The viscosity of volcanic melts at the glass transition has been determined for 11 compositions ranging from basanite to rhyolite. The temperature-dependence of viscosity, together with the cooling rate dependence of the glass transition, permits the calibration of the value of the viscosity at the glass transition at a given cooling rate for each melt. We have applied micropenetration techniques to determine viscosities of supercooled melts. In addition, glass transition temperatures have been obtained by rate heating glass samples to supercooled liquid conditions using differential scanning calorimetry. The activation energies obtained from calorimetry and viscometry are identical for each melt composition investigated. This confirms that a simple shift factor can be used for each in order to determine the viscosity at the glass transition for a given cooling rate in nature. The results of this study indicate that there is a subtle but significant compositional dependence of the shift factor by a factor of 10 (in log terms) from 10.8 for rhyolites to 9.6 for basanites.
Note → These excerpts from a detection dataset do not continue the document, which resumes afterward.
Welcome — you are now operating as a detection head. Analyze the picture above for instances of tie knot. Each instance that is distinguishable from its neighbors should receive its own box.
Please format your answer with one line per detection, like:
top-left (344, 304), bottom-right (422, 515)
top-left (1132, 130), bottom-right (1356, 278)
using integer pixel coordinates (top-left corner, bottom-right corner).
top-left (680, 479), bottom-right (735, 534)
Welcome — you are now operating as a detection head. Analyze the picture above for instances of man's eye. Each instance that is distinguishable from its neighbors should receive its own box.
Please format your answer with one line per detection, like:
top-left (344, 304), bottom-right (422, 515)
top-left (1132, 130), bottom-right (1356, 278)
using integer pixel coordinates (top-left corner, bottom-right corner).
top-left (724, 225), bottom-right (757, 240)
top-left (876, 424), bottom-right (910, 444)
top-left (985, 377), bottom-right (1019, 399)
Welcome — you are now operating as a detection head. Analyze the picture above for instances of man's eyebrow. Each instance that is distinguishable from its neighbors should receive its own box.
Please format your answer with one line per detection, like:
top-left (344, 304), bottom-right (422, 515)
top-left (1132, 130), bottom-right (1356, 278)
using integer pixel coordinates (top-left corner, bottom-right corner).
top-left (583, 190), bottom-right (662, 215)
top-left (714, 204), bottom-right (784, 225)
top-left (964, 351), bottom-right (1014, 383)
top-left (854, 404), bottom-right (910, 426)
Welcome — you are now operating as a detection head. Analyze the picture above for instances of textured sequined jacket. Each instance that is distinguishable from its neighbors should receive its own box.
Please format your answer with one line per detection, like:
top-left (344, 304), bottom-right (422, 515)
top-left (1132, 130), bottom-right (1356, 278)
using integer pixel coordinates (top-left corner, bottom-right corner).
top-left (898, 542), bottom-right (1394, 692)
The composition-dependence of the shift factor is presented here in terms of a compositional parameter, the mol% of excess oxides. Using this parameterisation, we obtain a non-linear dependence of the shift factor upon composition that matches all 11 observed values within error. The resulting model permits the prediction of viscosity at the glass transition, during the cooling of glassy volcanic rocks to within 0.1 log units. The resultant shear viscosities vary over five orders of magnitude for published cooling rates in the literature between tens of Kelvins per second and few Kelvins per day across the glass transition.